We are only going to reduce our oil usage by making something other than oil the prime mover for as many applications as possible. If it's all Priuses, that's certainly better than nothing. But I think there are cases where the density will support trains. And if the density is marginal now, running a rail line will influence future development patterns to favor places with easy access.
That's the big issue in Houston now. This developer wants this route because that's where he has properties, that developer wants that route because that's where he has properties. And Houston politics has always been the dance of the developers.
We need to wean ourselves of 13 million barrels of imported oil. Drill here, drill now can take care of 2-4 million; importing sugar can ethanol can take care of another 2-4. Yes, we're still importing, but it's cheaper (or at least cheaper than oil will be if there's a price spike) and it gives us some leverage to play ethanol agianst oil. And giving Latin America a new cash crop helps us with our illegal immigration and drug problems. These things get us about halfway there (maybe a little less).
The rest is all going to be bits and pieces. There just isn't anything else that will make a major contribution. We are probably going to need 10 different things, each helping us less than a million barrels a day. When something like switchgrass ethanol comes online, it can replace sugar cane, but best guess is 25-50 years, and we'll die waiting on it if we don't do something now.
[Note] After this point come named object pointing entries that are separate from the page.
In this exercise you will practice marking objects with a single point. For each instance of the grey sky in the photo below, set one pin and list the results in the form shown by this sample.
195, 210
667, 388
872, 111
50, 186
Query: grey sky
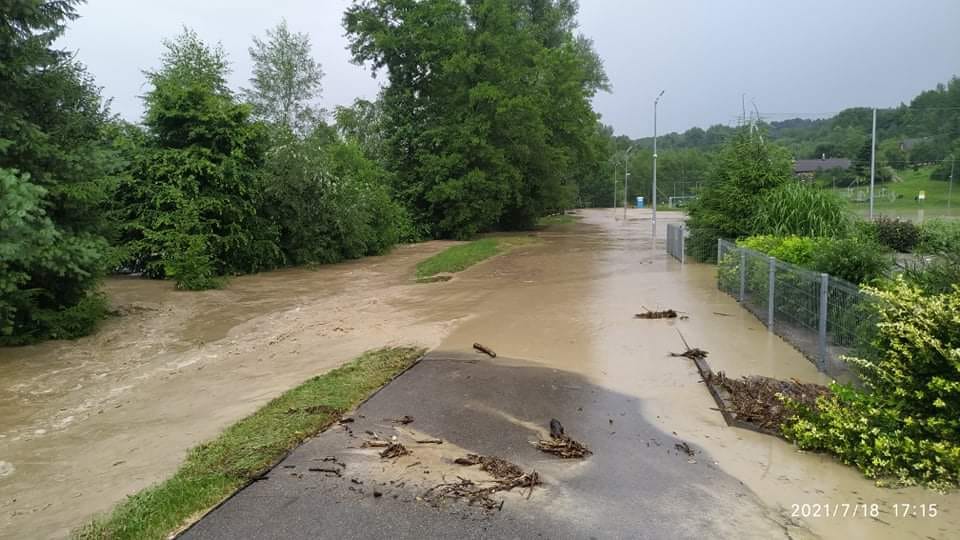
787, 56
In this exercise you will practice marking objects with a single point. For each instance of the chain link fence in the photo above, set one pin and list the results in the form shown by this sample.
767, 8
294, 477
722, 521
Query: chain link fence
823, 316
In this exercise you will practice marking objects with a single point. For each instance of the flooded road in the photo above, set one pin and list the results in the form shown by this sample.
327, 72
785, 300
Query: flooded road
85, 423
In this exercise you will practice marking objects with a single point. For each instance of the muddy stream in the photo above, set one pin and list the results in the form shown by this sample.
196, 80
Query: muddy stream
85, 423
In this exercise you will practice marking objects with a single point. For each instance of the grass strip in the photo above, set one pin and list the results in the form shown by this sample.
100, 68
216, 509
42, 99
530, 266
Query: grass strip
556, 219
245, 450
458, 258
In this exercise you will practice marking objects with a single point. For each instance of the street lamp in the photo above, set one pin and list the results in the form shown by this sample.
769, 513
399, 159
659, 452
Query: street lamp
626, 176
654, 198
615, 165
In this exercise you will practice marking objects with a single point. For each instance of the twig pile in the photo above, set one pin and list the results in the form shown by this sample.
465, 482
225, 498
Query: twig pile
475, 494
394, 450
563, 446
497, 467
759, 400
665, 314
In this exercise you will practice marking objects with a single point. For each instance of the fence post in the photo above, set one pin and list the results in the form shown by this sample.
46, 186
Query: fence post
743, 274
824, 288
770, 291
683, 244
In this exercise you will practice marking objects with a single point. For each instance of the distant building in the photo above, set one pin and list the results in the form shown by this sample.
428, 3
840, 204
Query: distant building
809, 167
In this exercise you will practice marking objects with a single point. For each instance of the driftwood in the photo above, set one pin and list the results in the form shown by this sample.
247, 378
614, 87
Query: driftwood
497, 467
474, 493
394, 450
758, 400
691, 353
485, 350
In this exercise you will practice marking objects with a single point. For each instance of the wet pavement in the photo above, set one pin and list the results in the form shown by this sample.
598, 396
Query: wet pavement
637, 484
85, 423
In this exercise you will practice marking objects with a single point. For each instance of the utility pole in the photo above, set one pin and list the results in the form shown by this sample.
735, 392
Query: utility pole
626, 176
654, 198
873, 160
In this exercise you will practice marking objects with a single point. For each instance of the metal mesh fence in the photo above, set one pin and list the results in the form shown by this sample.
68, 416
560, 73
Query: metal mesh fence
824, 317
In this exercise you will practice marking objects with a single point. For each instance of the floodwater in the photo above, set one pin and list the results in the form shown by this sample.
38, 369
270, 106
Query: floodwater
85, 423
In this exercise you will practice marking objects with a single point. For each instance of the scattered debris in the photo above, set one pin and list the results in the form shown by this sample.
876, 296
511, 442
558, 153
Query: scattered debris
375, 443
485, 350
327, 470
682, 446
664, 314
560, 444
556, 428
428, 441
394, 450
693, 354
758, 401
316, 409
475, 494
497, 467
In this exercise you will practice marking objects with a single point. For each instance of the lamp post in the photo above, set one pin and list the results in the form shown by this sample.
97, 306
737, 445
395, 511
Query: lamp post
626, 176
615, 165
654, 198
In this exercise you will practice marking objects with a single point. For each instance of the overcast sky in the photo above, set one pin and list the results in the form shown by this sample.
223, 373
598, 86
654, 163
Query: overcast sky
787, 56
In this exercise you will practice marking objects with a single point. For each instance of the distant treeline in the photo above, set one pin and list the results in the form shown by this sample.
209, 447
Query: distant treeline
485, 122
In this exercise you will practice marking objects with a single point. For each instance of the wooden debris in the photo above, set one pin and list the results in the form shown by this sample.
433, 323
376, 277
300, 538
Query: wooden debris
394, 450
497, 467
682, 446
375, 443
758, 401
556, 428
485, 350
325, 470
693, 354
429, 441
477, 495
560, 444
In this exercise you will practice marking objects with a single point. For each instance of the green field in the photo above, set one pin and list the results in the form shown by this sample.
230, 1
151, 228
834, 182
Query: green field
899, 198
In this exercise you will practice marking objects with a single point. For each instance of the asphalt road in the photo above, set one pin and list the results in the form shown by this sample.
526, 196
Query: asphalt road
637, 483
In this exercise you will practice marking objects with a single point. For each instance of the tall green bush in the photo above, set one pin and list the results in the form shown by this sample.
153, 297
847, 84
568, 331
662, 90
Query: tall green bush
897, 234
56, 173
745, 169
802, 209
904, 424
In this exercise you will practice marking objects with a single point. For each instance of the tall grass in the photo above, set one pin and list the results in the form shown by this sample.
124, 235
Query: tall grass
801, 209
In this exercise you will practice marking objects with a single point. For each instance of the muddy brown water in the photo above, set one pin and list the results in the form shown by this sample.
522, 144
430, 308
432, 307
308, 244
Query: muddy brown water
87, 422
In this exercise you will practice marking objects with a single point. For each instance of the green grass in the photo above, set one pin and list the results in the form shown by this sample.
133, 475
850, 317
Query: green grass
459, 258
216, 469
556, 219
912, 183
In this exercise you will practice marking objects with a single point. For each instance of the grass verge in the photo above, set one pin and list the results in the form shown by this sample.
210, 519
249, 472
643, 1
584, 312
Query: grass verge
458, 258
217, 468
556, 219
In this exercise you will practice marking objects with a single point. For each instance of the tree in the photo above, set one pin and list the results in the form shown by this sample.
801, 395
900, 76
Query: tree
57, 172
286, 80
487, 118
190, 199
746, 168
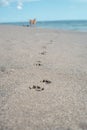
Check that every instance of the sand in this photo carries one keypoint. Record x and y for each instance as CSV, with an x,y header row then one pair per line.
x,y
43,79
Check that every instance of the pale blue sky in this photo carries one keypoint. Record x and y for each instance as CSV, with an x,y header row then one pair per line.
x,y
23,10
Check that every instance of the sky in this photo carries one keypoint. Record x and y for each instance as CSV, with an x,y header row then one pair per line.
x,y
42,10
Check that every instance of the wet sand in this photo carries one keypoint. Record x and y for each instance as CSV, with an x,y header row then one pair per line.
x,y
43,79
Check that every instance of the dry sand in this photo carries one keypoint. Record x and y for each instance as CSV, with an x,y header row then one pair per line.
x,y
43,79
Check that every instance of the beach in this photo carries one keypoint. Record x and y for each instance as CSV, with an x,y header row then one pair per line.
x,y
43,79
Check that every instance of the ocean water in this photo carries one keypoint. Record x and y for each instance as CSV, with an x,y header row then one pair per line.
x,y
79,25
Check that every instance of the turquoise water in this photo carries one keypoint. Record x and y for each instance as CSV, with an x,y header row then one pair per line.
x,y
80,25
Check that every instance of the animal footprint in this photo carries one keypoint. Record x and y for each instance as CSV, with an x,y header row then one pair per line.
x,y
46,81
38,63
43,53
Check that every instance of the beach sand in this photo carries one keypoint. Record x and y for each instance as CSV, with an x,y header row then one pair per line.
x,y
43,79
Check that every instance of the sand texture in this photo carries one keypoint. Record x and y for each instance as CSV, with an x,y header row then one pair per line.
x,y
43,79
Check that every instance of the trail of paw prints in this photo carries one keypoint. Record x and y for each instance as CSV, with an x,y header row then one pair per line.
x,y
39,88
36,88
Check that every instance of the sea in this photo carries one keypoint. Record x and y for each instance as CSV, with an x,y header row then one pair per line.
x,y
78,25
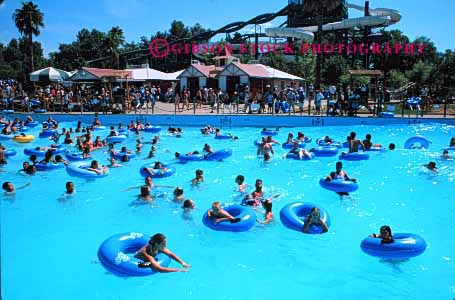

Hydrogen cars are sexy, but right now it takes significantly more energy to extract the hydrogen than the yield, and the delivery infrastructure is going to be a nightmare. Without a quantum jump in electricity generation and transmission, we're probably limited to a million or two electric cars, and that probably saves us less than a million barrels a day. CNG is bieng touted right now, but I think we are better off moving to electricity as a prime mover for more applications and using more natural gas to generate electricity. One of the many dumb-@$$ things Carter did was to regulate against natural gas, that's why we have the apparent bubble now. That bubble looks big because we are underutilizing gas because of Carter, but if we step up utilization, the denominator gets bigger, the numerator stays the same, and the resulting reserve life goes down big-time. What we should do is make the numerator bigger, but that means "drill here, drill now" and we already discussed that.
This is the problem with the alternative energy approach. There are alternatives to "energy" but there aren't good alternatives to "oil." And oil is fungible, but energy is not entirely so.
That and the numbers. The numbers are just so big that you need a lot more than the alternatives crowd will have any ability to deliver in our lifetimes. That's with a crash program, which we certainly fall far short of right now.
So whatever little piece trains get you is useful in the final calculus.
(This post was last modified: 02-03-2010 01:16 PM by Owl 69/70/75.)